Scanning for nonverbal cues of depression can help adults detect the signs of serious psychological distress in teenagers with the app that Pestian developed called SAM, or Spreading Activation Mobile. And data suggest that American teens need the help. Though teenage suicide rates have been declining in the US and worldwide, according to the most recent OECD data, incidents of teen depression in the US have not. A recent study in the journal Pediatrics found a dramatic rise in incidents of depression among US teens, climbing by 31% between 2005 and 2014 based on data from the National Surveys on Drug Use and Health.
Pestian hopes to prevent self-inflicted deaths in youths by detecting psychological signs of distress that go unnoticed in human exchanges with computational analysis. SAM’s analytic abilities were tested on the vocal characteristics of 379 subjects. The technology correctly classified subjects into one of three groups—suicidal, mentally ill but not suicidal, or controls—with up to 85% accuracy.
In a clinical setting, the app will work by recording a teen’s conversation during counseling sessions, then scanning for thought markers signaling suicide. It’s searching for the very things not commonly picked up on or understood in conversation, like vocal intensity, speech rates, and voice fluctuations.
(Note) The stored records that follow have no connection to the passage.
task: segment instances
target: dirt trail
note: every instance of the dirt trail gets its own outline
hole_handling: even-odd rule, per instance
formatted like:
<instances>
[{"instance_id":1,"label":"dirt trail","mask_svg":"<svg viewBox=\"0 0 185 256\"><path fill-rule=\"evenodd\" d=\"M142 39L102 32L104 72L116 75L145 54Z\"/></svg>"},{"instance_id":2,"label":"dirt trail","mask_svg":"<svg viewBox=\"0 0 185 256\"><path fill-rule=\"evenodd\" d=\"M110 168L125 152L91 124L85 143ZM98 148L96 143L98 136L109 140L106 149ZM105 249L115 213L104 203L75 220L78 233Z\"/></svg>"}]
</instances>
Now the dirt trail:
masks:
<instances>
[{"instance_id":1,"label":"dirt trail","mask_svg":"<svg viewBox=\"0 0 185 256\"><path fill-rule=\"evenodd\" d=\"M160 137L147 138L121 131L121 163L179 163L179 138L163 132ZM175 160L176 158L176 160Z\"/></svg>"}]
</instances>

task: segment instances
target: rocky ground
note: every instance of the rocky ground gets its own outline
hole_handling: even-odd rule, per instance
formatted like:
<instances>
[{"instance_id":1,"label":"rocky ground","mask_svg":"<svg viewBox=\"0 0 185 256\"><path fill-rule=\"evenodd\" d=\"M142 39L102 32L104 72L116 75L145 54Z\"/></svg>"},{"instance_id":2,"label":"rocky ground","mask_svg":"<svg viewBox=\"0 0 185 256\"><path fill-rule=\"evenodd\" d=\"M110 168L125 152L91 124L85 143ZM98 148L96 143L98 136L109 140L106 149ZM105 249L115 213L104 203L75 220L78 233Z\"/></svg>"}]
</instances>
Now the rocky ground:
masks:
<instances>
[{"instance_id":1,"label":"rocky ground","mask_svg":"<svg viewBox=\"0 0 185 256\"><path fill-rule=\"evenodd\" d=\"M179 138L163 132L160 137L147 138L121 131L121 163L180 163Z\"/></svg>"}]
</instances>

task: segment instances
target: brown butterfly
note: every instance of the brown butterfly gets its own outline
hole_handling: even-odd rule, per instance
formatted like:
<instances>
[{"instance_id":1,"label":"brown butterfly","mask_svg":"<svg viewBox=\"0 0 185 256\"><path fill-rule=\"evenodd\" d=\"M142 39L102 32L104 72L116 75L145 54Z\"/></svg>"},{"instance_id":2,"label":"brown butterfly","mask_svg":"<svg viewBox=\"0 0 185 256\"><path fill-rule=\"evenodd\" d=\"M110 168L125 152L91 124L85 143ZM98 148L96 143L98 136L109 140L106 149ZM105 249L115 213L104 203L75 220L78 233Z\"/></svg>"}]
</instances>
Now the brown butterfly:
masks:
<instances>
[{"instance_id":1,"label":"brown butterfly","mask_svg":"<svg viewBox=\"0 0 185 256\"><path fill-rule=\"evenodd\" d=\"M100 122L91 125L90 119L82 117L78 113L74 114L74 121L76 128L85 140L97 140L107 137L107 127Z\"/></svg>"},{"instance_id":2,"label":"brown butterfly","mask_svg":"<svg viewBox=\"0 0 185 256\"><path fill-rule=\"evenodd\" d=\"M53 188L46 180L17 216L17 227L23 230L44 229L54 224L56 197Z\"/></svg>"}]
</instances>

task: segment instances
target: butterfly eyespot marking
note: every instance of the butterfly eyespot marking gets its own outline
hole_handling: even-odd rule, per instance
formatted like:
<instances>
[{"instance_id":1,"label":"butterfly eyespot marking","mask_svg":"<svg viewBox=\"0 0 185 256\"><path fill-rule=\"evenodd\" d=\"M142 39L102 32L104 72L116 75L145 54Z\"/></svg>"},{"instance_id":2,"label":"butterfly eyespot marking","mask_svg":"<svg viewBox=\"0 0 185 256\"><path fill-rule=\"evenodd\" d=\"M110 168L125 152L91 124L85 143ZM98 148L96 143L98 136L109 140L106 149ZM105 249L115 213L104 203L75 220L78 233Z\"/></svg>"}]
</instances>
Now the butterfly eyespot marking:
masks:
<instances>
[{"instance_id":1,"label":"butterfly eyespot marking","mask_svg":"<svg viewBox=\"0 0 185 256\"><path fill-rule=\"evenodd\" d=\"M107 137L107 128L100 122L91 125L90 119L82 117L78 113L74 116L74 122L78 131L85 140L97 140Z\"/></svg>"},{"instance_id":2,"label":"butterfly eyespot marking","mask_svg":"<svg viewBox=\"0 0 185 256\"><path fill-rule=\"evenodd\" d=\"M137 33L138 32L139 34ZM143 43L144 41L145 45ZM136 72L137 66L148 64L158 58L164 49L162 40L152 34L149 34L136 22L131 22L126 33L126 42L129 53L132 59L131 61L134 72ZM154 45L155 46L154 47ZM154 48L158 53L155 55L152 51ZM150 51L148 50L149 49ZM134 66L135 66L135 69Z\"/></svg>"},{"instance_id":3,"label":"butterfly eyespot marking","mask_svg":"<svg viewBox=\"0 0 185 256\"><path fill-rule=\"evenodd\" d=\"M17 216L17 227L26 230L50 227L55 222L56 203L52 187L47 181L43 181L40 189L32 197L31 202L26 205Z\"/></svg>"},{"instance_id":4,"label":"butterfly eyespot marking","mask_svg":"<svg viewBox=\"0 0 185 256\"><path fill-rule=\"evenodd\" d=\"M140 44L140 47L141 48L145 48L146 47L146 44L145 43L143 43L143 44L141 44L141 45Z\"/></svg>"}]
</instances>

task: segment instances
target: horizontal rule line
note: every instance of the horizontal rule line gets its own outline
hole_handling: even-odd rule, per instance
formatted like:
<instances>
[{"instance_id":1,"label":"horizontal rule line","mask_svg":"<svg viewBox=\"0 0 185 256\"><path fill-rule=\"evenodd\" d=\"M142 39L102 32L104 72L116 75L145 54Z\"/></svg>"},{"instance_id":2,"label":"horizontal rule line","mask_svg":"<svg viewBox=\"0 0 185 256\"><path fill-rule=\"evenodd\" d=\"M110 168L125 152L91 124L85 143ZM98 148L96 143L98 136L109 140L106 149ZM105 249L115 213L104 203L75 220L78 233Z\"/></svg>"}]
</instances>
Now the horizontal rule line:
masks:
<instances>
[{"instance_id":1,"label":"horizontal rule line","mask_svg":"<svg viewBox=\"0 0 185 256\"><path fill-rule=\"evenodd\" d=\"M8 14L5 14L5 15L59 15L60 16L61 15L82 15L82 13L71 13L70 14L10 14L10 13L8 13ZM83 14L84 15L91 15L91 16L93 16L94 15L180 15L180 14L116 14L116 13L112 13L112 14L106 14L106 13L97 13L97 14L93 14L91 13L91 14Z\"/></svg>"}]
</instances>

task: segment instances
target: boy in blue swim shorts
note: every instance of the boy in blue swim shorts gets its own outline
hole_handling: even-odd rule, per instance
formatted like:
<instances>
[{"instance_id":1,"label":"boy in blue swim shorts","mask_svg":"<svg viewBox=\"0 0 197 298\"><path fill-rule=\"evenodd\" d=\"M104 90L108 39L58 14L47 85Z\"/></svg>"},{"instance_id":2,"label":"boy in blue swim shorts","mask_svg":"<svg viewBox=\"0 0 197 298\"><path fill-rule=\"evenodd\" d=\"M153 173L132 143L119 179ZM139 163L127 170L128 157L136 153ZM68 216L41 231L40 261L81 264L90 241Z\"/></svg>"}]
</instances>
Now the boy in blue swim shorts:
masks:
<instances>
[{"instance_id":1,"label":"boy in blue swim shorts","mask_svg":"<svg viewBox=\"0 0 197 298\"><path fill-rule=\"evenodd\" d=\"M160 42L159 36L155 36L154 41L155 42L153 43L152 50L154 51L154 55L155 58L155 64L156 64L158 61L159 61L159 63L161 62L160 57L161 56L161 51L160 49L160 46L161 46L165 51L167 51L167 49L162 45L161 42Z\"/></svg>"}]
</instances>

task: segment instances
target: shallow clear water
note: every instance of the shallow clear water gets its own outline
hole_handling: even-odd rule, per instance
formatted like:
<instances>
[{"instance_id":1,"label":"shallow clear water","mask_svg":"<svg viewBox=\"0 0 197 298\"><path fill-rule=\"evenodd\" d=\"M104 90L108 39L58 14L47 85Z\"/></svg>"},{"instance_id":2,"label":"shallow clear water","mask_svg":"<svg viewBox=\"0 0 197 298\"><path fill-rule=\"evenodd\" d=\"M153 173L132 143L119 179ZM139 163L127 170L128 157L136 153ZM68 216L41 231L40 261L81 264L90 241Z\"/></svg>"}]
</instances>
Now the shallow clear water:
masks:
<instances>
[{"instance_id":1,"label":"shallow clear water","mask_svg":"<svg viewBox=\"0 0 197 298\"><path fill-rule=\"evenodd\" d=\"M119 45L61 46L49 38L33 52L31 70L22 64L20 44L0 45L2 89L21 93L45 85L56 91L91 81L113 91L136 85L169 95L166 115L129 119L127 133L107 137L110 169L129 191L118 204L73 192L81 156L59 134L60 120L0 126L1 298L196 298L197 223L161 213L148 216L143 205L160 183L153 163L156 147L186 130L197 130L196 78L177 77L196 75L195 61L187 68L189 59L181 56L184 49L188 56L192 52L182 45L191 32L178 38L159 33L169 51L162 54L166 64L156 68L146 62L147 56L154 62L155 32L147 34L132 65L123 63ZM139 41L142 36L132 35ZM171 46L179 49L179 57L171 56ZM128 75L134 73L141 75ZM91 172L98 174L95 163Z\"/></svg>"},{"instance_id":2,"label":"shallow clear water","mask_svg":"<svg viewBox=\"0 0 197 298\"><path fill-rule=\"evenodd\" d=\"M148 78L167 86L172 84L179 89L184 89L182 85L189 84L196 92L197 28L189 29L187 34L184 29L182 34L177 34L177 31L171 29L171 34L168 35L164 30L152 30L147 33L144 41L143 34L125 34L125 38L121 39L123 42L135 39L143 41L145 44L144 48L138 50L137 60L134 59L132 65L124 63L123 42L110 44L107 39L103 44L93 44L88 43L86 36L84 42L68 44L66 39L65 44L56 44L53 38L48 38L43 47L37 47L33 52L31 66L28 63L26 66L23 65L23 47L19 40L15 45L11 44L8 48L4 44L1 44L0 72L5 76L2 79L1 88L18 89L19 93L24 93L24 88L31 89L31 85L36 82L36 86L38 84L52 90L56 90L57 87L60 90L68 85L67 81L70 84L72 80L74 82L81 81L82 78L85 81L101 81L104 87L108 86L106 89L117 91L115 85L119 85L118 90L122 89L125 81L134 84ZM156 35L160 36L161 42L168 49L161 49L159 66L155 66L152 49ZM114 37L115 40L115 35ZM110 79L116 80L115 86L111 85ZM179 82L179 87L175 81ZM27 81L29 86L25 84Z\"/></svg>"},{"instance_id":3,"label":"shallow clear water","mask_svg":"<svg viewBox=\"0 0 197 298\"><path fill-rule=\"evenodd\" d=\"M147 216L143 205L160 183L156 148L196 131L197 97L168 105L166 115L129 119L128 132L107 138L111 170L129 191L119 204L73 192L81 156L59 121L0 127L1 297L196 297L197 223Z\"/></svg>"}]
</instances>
The platform also detects the more subtle differences between indications of angst and genuine psychological distress. Pestian is working now on extending the algorithmic analysis to visual cues, collecting video data on gazing; a tendency to avert eye contact can indicate psychological distress, he says.
But machines can only go so far in addressing the problem, the psychiatrist notes, even if they pick up on subtle clues humans miss. “The technology is not going to stop the suicide, the technology can only say: We have an issue over here. Then we have to intervene and get a path to get to care.”